Phil Briers, Arizona

In places west of Show Low where the fire struck, its handiwork can now be seen.

Scores of houses are now blackened wrecks.

Some of their owners will get their first look at the damage on Saturday, officials said.

But many in evacuation shelters said they had no idea whether their houses were still standing, or when they will be allowed back.

"Is it going to be a month? Do we get back tomorrow? That's the part that's hard," said Nan Pociask, who fled her home in the town of Heber-Overgaard, 56 kilometres west of Show Low, last week.

Firefighter near Show Low, Arizona
Fire crews are now moving the fire's western edge
Especially hard-hit was the White Mountain Apache Indian Reservation, a group of small communities which relies on lumber and tourism for most of its livelihood and lies about 25 km south of Show Low.

"There goes our food.
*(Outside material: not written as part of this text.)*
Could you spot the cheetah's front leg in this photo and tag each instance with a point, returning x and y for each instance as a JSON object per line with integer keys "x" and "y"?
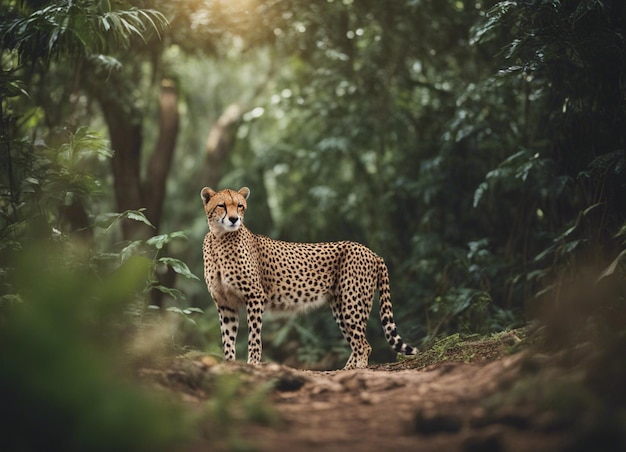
{"x": 229, "y": 324}
{"x": 255, "y": 322}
There go our car payments. There go our truck payments. How to rebound from it I do not know," said Andrew Kinney, a White Mountain tribal spokesman.

He said the flames had destroyed $200m worth of wood, which would devastate the 17,000-strong community's economy. But no homes were lost.

Disaster area

US President George Bush visited the region last week before heading to Canada for the G8 summit, and declared a "major disaster" in the area, freeing up federal recovery funds.

Other fires in the US also continued to burn, with firefighters in Colorado close to claiming victory over the flames that once threatened Denver's southern suburbs.

But another Colorado wildfire, burning north of Durango, has grown to the size of 28,400 hectares and firefighters say they have only 30% of it contained.

That fire has destroyed about 57 homes, and still threatens about 600 others.

A smaller wild fire near San Bernandino, California, believed to have been started by a car fire, is also said to be 30% contained after it forced dozens of people to flee their homes.